Meeting in urgent session in Washington, D.C., on Sunday, the Organization of American States (OAS) issued a demand that Honduran President Manuel Zelaya be restored to power, calling his ouster earlier that day "an unconstitutional alteration of the democratic order." The OAS Permanent Council proclaimed that it would not recognize any government resulting from that "coup d'état." Pretty strong stuff--but too little, too late.
Manuel Zelaya began his four-year term as president of the Central American Republic of Honduras in January 2006. The harsh fact is that most of his countrymen regarded Zelaya as a capricious blowhard who was too incompetent to do any permanent damage. Not surprisingly, when it came to shredding the Honduran constitution to allow him to seek a second term, they declined to go along with his clumsy power grab.
Most Latin American countries limit their presidents to single terms, mindful that too much power held for too long might produce a dangerous strongman. This phenomenon is common enough that Latins found it necessary to coin a word: caudillo. Caudillos had fallen out of fashion until Venezuela's dictator, Hugo Chavez, burst on to the scene in 1998.
Once he was elected in 1998, Chavez rammed through constitutional amendments that concentrated most of the powers of the state in his hands. In the coup de grace against Venezuelan democracy, last year he engineered a "reform" that permits him to seek the presidency indefinitely.
Chavez has urged his acolytes in Bolivia, Ecuador, Honduras and Nicaragua--upon whom he has lavished vast sums of foreign aid--to shove aside constitutional norms to impose their will. That is precisely what Zelaya was attempting to do when he came up against the country's other democratic institutions, which declared unconstitutional a popular referendum that he hoped would bless his second term.
Specifically, Honduras Electoral Tribunal, Congress, Supreme Court, attorney general and human rights ombudsman each declared Zelaya's plan unlawful. Undaunted, Zelaya stepped up his populist rhetoric in a bid to whip up the mob against the legal obstacles in his way. It speaks volumes that Zelaya was never able to mobilize large demonstrations. The idea that "Mel" Zelaya thought he deserved a second term left most Hondurans merely mystified.
Zelaya dismissed General Romeo Vásquez after he refused to ignore the Court order and instruct his troops to distribute the referendum ballots. When Zelaya sacked Vásquez, all of the military chiefs and the civilian minister of defense resigned in protest. After the Supreme Court ordered Vásquez reinstated, Zelaya led a mob of his supporters to confiscate the ballots.
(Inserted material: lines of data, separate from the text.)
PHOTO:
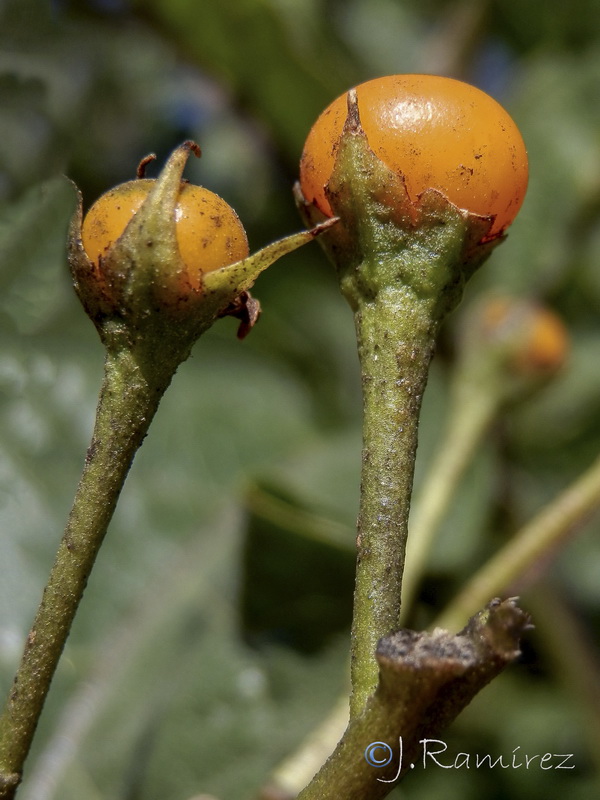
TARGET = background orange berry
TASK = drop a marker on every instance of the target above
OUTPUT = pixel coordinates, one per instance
(209, 232)
(438, 133)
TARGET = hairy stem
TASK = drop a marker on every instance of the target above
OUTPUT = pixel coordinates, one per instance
(128, 401)
(396, 333)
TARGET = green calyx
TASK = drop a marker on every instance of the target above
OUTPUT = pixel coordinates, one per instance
(384, 240)
(138, 296)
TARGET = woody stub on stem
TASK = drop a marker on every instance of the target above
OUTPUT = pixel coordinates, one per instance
(405, 246)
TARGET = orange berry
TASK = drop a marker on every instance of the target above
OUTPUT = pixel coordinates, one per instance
(209, 232)
(437, 133)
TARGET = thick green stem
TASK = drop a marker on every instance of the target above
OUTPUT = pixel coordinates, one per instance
(396, 334)
(127, 404)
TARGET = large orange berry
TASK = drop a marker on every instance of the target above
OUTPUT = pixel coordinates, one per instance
(437, 133)
(208, 231)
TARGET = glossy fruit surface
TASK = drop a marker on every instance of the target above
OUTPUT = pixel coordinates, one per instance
(209, 232)
(438, 133)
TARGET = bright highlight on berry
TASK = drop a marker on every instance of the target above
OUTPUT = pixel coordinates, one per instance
(438, 133)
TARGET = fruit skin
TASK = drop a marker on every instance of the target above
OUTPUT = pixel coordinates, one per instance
(208, 231)
(435, 132)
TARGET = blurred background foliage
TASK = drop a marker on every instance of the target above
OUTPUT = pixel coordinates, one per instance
(214, 632)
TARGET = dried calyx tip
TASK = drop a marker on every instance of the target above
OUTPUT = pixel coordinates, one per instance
(195, 148)
(352, 123)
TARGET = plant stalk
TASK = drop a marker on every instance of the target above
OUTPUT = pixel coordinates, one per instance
(526, 556)
(472, 410)
(396, 334)
(127, 404)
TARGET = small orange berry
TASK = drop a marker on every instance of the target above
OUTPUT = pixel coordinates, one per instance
(437, 133)
(538, 337)
(209, 232)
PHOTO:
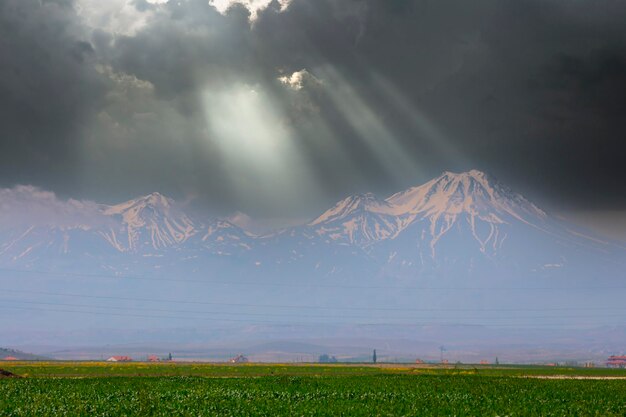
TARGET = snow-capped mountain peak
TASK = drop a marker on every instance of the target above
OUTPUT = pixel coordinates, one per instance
(355, 203)
(152, 221)
(473, 192)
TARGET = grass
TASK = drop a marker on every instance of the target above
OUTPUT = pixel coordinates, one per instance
(103, 389)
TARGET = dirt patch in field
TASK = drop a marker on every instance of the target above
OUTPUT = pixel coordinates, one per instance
(7, 374)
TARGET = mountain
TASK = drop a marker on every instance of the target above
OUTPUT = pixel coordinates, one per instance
(456, 225)
(148, 223)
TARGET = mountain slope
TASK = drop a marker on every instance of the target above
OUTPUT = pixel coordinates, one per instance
(458, 224)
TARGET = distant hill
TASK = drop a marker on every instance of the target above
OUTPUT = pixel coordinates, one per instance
(4, 353)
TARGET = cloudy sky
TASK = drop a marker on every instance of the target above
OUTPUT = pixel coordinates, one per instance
(279, 108)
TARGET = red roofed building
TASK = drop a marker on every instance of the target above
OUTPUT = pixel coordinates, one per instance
(616, 361)
(239, 359)
(120, 359)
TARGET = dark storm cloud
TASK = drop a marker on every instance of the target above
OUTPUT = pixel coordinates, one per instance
(530, 90)
(48, 90)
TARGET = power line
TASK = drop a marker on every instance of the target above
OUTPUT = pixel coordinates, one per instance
(460, 324)
(312, 285)
(291, 315)
(292, 306)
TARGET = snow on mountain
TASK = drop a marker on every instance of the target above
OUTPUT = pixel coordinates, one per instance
(150, 222)
(468, 220)
(358, 219)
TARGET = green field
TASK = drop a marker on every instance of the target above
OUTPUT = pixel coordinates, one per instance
(99, 389)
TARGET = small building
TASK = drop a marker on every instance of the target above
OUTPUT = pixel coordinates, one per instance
(239, 359)
(120, 359)
(616, 361)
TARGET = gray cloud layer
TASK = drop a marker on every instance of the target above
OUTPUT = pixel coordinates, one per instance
(530, 90)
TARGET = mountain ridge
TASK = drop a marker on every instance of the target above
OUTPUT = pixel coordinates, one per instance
(456, 219)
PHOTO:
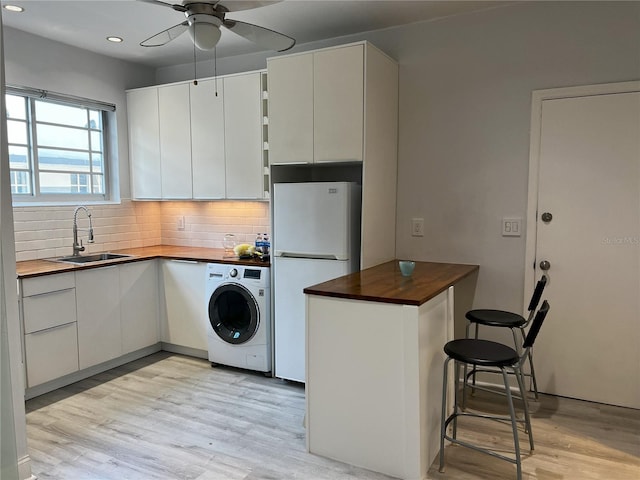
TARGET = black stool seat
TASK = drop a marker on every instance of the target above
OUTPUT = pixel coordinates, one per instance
(481, 352)
(496, 318)
(495, 357)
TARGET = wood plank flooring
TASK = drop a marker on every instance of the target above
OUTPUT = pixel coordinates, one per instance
(174, 417)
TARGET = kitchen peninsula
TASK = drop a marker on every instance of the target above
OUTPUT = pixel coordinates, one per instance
(374, 362)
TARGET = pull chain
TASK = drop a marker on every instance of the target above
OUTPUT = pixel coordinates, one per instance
(215, 67)
(195, 66)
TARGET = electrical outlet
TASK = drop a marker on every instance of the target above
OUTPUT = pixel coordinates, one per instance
(417, 227)
(511, 227)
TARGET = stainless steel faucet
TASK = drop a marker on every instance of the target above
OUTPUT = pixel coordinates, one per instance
(78, 247)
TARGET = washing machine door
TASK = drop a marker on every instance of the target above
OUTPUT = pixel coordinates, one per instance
(233, 313)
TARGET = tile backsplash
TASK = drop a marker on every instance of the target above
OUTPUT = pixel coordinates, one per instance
(43, 232)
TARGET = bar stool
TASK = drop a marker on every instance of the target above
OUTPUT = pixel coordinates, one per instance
(510, 320)
(478, 352)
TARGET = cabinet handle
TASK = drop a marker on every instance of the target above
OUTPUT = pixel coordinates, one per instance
(49, 293)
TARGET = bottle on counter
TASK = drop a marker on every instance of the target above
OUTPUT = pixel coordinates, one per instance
(259, 243)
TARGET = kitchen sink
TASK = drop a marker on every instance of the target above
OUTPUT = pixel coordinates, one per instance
(85, 259)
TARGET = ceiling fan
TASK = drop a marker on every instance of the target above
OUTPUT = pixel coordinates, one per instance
(204, 19)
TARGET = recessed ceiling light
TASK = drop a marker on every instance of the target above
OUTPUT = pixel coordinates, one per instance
(13, 8)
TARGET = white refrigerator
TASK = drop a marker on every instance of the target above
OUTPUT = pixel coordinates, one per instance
(316, 237)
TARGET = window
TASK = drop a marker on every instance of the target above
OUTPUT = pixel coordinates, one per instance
(57, 146)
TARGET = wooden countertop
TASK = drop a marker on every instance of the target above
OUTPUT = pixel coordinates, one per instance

In short, Zelaya brushed aside every other institution of the state in insisting on a referendum that would benefit his selfish interests.
On Sunday morning, Zelaya was arrested by military forces and sent in to exile in Costa Rica. The Supreme Court has ruled that the military had acted lawfully in detaining Zelaya and preventing the illegal referendum. The Congress quickly accepted Zelaya's purported "resignation" and, in accordance with the constitution, appointed the president of Congress, Roberto Micheletti, as Zelaya's successor. Micheletti immediately promised to convene a national dialogue and, unlike Zelaya, vowed to respect the results of presidential elections scheduled for November.
Ironically, a few short weeks ago, President Zelaya led a fight in the OAS general assembly to recognize the dictatorship of Cuba, allowing it to take a seat at the OAS. Doing so would have rendered the Inter-American Democratic Charter inoperable. That is the same Democratic Charter that regional diplomats are now citing to demand that Zelaya be returned to power--despite his willful abuses of the "separation of powers" enshrined in that document. That is the very Democratic Charter, which Zelaya was willing to violate to recognize an unelected dictator in Havana, that his supporters now use to deny recognition of his constitutional successor in Tegucigalpa.
Zelaya's self-serving lawlessness was ignored completely by OAS leadership and, as far as one can tell, by every government in the region that now dares to pass judgment on Honduras' constitutional order. The feckless regional diplomats who have failed to confront undemocratic caudillos in Venezuela, Bolivia, Ecuador, Nicaragua and Honduras are complicit in their abuses. Today, they have neither the credibility nor moral authority to pass judgment on those desperate patriots who act to defend their freedom, in Honduras or anywhere else.
Roger F. Noriega is a visiting fellow at AEI.